Discussing teacher workload can feel a bit like Groundhog Day, and the most recent evidence suggests there’ll be no escape any time soon.
Almost two-thirds (61 per cent) of teachers say they are working longer hours than a year ago, according to Teacher Tapp, up from 47 per cent in 2018. The same Teacher Tapp study also reminds us yet again that teaching is far from a 9-to-5 job. The proportion of teachers now working a 50-hour-plus week is 48 per cent.
Workload has a corrosive effect on the sector. The NFER’s annual report states that “workload is the reason most cited by ex-teachers for why they left teaching”, and right now that is particularly pressing because too many teachers are leaving before retirement age.
Workload is a complex problem but it’s the contribution made by lesson planning that we are most familiar with at Oak National Academy. It is the single most time-consuming, non-teaching task, and an activity almost all teachers need to do. So we have pulled together the data from our platform along with research we have conducted among teachers in a new report, Teachers’ Views: Workload and Curriculum to explore it in more detail and what might help reduce it.
To search or to create?
The more research sessions we conduct with teachers at Oak, the more apparent it is that teachers approach lesson planning in two distinct ways (plus a combination of the two), each with its own benefits and pitfalls.
One approach is to create resources from scratch, which 46 per cent of primary and 29 per cent of secondary teachers say they do. Some of our own research participants told us that using readily available resources can feel like a ‘cop-out’, as if they are not doing their jobs properly, which might explain this
The second is to search for existing resources. This might seem on the surface to be a cure-all to make lesson planning less time-consuming, but the 5,000 teachers we surveyed told us what is hardest to find are high-quality, evidence-based and free resources.

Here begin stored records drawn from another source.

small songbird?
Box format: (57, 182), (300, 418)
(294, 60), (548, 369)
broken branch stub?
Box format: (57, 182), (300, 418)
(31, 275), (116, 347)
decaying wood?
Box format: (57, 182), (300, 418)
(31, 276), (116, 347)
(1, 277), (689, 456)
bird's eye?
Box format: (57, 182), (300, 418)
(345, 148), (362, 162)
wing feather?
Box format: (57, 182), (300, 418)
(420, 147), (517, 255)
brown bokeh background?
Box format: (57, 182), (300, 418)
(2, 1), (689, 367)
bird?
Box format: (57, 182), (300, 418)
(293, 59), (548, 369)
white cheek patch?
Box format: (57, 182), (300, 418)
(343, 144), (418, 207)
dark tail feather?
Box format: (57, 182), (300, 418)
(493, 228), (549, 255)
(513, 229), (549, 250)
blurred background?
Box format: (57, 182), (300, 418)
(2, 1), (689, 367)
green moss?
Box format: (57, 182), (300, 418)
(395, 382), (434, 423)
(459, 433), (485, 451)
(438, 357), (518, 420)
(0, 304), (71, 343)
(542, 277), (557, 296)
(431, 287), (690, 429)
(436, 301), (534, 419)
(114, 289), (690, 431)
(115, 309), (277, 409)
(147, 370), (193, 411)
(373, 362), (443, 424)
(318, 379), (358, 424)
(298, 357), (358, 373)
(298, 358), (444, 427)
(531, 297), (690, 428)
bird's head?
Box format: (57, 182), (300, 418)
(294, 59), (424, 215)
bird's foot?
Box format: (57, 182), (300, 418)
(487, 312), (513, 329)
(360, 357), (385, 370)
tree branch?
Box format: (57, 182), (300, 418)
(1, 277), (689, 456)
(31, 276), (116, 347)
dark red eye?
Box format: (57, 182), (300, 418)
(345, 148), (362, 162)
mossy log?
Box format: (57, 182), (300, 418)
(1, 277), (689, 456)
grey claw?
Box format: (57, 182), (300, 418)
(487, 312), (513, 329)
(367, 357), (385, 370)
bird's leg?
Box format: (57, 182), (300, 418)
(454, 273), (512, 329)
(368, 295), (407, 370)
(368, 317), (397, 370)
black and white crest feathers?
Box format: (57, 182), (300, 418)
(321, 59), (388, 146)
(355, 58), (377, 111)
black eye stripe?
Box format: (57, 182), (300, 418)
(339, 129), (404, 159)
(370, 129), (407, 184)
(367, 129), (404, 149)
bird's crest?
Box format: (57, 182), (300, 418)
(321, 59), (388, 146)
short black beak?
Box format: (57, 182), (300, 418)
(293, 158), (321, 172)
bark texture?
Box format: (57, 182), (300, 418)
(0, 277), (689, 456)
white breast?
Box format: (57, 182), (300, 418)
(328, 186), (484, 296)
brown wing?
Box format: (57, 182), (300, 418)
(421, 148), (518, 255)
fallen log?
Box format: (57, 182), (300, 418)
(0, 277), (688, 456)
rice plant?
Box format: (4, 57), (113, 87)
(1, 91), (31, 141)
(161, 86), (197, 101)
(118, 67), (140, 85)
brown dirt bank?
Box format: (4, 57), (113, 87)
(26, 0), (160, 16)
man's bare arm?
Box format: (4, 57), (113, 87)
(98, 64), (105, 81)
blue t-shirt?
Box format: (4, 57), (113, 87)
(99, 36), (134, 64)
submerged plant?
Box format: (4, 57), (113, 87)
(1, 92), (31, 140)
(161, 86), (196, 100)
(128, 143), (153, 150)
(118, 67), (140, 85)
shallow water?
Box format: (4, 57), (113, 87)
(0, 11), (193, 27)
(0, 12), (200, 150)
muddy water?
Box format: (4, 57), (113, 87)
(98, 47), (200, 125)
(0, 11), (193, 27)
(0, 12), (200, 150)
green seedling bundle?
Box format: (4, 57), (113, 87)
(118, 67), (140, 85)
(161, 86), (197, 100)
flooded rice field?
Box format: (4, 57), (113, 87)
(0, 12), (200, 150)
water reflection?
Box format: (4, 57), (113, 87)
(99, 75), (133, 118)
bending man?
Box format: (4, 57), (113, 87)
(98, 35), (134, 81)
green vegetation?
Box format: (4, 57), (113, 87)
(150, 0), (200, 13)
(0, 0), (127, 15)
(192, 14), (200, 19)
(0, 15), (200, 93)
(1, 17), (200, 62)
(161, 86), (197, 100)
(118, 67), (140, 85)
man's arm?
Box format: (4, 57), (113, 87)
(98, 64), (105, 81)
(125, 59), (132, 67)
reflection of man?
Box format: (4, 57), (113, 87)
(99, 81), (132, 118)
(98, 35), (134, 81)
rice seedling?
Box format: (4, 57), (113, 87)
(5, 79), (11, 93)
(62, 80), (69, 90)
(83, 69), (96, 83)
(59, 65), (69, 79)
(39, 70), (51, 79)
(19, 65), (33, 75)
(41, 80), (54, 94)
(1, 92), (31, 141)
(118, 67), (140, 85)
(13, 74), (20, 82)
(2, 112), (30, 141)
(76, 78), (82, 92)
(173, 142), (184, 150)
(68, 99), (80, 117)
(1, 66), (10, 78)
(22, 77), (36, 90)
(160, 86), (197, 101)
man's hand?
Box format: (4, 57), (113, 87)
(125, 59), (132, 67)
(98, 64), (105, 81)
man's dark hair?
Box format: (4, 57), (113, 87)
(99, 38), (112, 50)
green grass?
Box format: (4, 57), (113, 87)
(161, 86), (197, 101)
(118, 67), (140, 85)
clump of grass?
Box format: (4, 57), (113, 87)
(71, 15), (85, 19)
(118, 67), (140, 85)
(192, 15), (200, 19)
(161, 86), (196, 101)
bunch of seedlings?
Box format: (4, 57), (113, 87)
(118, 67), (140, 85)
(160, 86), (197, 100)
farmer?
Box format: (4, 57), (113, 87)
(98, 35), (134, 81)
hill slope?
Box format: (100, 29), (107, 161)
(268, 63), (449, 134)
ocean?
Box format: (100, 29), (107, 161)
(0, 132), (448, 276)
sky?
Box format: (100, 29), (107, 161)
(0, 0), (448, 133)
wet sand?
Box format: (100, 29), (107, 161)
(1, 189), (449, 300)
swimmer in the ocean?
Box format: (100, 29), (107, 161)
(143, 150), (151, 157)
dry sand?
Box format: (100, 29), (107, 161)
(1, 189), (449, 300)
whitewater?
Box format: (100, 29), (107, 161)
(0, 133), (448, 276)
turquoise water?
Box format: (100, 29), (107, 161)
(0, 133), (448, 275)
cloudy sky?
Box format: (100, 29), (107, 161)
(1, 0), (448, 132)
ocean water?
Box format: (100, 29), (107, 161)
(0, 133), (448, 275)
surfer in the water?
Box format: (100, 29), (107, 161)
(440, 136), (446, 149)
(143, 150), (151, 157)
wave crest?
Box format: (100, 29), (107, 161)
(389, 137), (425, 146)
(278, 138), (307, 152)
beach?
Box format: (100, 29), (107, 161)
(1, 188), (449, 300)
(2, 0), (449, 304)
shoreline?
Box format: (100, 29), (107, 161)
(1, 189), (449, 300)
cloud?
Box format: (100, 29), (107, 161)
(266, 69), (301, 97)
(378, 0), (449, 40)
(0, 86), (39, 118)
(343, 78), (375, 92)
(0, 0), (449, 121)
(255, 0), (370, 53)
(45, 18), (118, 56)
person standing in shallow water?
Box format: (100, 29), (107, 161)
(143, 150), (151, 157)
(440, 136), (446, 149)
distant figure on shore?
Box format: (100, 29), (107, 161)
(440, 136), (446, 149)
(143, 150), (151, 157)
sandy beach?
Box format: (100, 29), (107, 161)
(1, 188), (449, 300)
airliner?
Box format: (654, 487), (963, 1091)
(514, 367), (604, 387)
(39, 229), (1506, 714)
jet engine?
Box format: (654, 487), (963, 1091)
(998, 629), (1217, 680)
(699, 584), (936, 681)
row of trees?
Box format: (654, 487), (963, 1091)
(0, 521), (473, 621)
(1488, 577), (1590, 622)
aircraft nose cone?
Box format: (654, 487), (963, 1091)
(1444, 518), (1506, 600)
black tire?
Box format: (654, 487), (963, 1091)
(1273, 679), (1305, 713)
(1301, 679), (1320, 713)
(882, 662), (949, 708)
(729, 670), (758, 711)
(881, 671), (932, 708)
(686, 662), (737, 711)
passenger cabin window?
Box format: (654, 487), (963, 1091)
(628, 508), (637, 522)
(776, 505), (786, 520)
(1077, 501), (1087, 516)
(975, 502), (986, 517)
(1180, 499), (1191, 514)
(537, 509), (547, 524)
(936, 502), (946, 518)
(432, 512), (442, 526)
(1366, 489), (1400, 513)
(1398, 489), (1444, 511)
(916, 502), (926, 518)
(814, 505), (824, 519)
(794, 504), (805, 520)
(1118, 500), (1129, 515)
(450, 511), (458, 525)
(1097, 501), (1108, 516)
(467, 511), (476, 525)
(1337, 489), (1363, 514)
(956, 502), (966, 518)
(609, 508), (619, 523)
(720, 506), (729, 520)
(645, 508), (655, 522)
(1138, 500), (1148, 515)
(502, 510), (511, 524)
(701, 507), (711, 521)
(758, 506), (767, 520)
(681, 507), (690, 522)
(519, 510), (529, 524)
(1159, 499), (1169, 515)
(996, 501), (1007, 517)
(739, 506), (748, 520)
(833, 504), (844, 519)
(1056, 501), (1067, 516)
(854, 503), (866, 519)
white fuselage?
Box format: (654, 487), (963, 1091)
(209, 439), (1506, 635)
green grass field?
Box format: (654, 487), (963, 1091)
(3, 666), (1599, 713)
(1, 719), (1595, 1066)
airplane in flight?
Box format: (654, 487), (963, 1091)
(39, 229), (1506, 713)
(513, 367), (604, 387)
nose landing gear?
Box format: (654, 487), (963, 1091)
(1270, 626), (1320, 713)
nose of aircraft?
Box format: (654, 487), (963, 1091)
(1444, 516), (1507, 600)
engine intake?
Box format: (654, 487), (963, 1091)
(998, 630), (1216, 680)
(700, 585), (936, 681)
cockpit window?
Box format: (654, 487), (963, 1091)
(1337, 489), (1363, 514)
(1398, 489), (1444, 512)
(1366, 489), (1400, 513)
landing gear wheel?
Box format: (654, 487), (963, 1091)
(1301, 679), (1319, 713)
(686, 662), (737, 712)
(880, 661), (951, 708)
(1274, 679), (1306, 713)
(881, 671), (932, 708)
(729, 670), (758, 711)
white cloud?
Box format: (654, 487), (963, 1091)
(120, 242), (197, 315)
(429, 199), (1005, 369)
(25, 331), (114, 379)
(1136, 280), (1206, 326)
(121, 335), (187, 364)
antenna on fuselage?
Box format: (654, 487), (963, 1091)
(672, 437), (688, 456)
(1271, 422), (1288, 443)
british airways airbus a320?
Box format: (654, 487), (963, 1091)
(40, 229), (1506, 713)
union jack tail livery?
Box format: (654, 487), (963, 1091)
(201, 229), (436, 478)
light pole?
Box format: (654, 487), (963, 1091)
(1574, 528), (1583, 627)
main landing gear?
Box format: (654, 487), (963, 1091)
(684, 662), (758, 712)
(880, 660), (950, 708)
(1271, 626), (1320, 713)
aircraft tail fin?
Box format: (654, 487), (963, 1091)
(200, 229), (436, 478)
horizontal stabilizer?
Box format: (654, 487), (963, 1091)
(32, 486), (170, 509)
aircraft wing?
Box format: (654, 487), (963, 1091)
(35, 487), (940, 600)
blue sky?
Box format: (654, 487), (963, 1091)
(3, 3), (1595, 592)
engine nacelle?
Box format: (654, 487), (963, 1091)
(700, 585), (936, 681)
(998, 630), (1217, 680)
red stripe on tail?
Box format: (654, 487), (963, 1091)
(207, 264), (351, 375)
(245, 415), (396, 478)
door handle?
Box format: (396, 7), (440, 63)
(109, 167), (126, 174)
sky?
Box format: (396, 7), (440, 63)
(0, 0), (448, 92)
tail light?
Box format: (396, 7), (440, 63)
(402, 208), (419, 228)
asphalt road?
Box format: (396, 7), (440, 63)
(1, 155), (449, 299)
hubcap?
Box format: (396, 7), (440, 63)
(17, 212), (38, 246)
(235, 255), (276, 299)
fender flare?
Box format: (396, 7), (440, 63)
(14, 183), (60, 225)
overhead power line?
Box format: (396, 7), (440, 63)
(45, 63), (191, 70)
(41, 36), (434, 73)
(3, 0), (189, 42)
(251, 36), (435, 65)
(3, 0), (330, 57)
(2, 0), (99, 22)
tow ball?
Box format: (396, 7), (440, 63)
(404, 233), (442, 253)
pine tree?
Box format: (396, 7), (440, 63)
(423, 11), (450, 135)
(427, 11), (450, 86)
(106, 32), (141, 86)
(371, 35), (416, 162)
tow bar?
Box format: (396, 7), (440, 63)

Ideally, they want these to be easily adaptable and sequenced into full schemes of work too. All of which makes finding resources online a significant exercise. A Teacher Tapp survey found that the average primary teacher spends between 1 and 3 hours searching for resources each week, and secondary teachers up to an hour.
Rightly, more than two-thirds of teachers say that they can’t imagine using resources created by someone else without adaptation. After all, they know their pupils and contexts best.
A change of culture
The NFER also notes that a sense of autonomy is an important factor in teacher retention. However, we should remember that teachers add tremendous value during lesson delivery itself, regardless of the resources they use. It is they – not resources – who provide explanations, continuously check for understanding, give feedback and build relationships.
Lesson planning is a vital part of the job, but lots of teachers we talk to see the benefits of drawing on externally-developed resources. As part of our independent annual evaluation, ImpactEd found just under half (42 per cent) of Oak user teachers said that using the resources reduced their workload, on average by 3 hours per week.
In turn, this allowed them to spend this newly found time on other things like supporting more vulnerable pupils. Non-specialist teachers in particular found readily available resources created by specialists helpful with their planning process.
So perhaps the focus on lesson planning as a driver of workload needs to be more nuanced. Planning lessons is a series of complex processes, of which creating or finding resources is only one. External resources have a part to play here and should not undermine teacher autonomy. If we can get the balance right, teachers will have more time to do the things only they can – and get closer to a reasonable working week.
They are the ones in charge. Resources should take the back seat.